Iraqi forces yesterday hunted down holdout extremists in Fallujah after retaking the city center and trained their sights on Mosul, the Islamic State’s last remaining major hub in the country.
While not fully under government control yet, Fallujah is the latest in a string of battlefields losses for the Islamic State, which has seen its two-year-old “caliphate” shrink significantly in recent months.
Iraqi Prime Minister Haider al-Abadi on Friday declared Fallujah retaken after the national flag was raised over the main government compound, but militants still hold most northern neighborhoods.
Photo: AFP
Elite Iraqi forces “are continuing their progress in the liberation of neighborhoods in northern Fallujah,” Iraqi Army Lieutenant General Abdulwahab al-Saadi, the overall commander of the operation, told reporters.
Meanwhile, forces led by al-Anbar Governorate police, where Fallujah is located, were combing reconquered southern neighborhoods for pockets of Islamic State fighters and mines, he said.
In December last year, al-Abadi announced the recapture of the city of Ramadi, the capital of al-Anbar, but security forces only established full control over the city in February.

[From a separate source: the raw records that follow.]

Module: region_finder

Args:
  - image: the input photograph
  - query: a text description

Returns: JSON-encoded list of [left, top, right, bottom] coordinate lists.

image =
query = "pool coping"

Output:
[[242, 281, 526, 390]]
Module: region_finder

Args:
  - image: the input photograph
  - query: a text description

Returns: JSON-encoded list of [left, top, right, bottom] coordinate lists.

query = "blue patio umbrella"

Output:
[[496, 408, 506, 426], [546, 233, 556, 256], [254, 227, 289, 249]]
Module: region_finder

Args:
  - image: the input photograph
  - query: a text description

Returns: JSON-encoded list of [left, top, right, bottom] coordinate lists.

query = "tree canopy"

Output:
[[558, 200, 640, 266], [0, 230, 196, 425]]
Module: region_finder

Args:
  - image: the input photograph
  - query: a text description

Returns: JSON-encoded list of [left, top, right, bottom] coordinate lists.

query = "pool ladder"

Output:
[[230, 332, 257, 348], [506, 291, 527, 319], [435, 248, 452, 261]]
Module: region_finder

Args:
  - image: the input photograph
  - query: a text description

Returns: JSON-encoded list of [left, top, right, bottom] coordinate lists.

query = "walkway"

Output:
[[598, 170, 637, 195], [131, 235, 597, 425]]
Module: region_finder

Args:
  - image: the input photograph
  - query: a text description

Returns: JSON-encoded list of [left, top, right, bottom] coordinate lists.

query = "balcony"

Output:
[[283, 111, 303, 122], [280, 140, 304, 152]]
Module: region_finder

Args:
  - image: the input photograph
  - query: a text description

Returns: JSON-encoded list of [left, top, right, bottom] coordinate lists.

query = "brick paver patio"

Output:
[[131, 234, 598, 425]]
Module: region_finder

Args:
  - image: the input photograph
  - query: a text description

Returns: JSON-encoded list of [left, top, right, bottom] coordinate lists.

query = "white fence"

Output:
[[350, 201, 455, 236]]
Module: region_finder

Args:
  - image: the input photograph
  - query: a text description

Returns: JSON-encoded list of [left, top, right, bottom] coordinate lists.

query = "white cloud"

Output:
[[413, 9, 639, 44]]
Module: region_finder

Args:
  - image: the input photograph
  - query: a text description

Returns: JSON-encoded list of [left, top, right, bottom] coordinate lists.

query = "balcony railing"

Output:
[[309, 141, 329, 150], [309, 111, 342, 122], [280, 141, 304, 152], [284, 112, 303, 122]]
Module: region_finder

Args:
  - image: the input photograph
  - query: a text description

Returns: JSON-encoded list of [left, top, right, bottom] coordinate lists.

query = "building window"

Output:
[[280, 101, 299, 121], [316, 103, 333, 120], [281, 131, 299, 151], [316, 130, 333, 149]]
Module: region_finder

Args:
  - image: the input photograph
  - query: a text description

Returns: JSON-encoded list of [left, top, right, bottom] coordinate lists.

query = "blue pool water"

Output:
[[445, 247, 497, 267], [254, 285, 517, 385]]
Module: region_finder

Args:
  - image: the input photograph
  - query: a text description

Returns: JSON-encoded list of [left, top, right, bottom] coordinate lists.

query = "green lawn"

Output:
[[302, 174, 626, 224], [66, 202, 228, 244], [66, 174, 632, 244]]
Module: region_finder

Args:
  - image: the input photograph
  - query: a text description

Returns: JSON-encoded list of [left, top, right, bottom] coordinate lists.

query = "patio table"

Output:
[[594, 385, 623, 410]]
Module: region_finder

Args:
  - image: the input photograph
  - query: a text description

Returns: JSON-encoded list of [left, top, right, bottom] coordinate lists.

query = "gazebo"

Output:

Al-Saadi and other commanders said Iraqi forces faced only limited resistance during the major advance that saw them push into the heart of Fallujah and clinch a breakthrough in the four-week-old operation.
Security sources said Islamic State fighters have been slipping out of the city by blending in with civilians fleeing the fighting.
The extremist group’s retreat from Fallujah sparked what the Norwegian Refugee Council described as “an unprecedented tidal wave of mass displacement from Fallujah.”
It said late on Friday that up to 20,000 people fled the city in just a few hours.
Footage on social media showed hundreds of people swimming across the Euphrates River to reach safety.
“It is unknown how many families are still trapped inside Fallujah, but we are concerned they are the most vulnerable — pregnant women, elderly people, people with disabilities,” the council said.
Aid groups have been warning for days they would be overwhelmed by the flow of displaced and were running low on funding and supplies to respond to the humanitarian crisis.
Building on the momentum of the Fallujah operation, Iraq yesterday announced that joint Kurdish-government forces were starting a new phase in the push on Mosul from the south.
“We started at 5am the second phase of the liberation of Nineveh,” Iraqi Minister of Defense Khaled al-Obeidi told reporters.
“The target of the operation is to take Qayyarah and make it a launchpad for Mosul,” al-Obeidi said.
Qayyarah, which has an airfield, lies across the Tigris River from the main base of pro-government forces in the Kurdish-controlled area of Makhmur, about 60km south of Mosul.
Al-Abadi ignored US advice to focus on Mosul last month when he declared the launch of the Fallujah operation, but on Friday he vowed that the liberation of the northern city was “very near.”
The embattled prime minister has promised that the Islamic State would be defeated nationwide by the end of this year, but an ongoing offensive in the Nineveh Governorate, of which Mosul is the capital, has achieved only modest gains so far.
Fallujah, where US forces suffered some of their worst losses since the Vietnam War, looms large in modern extremist mythology, but Mosul is much larger.
Patrick Martin, an Iraq analyst with the Institute for the Study of War, said that the Islamic State could survive the loss of Fallujah.
“The ISIS [Islamic State] messaging machine will likely find ways to continue attracting recruits and encouraging lone-wolf attacks, despite the loss of Fallujah,” he said.
The extremist group, which has recorded few military successes on home turf lately and grabbed more headlines for claiming attacks in the West, faces major offensives on its de facto capital in Syria, al-Raqqah, and on Mosul.
“Mosul and al-Raqqah could be very different battles, since when they fall, the delusions of holding a caliphate completely fall away,” said Patrick Skinner, an analyst with the Soufan Group.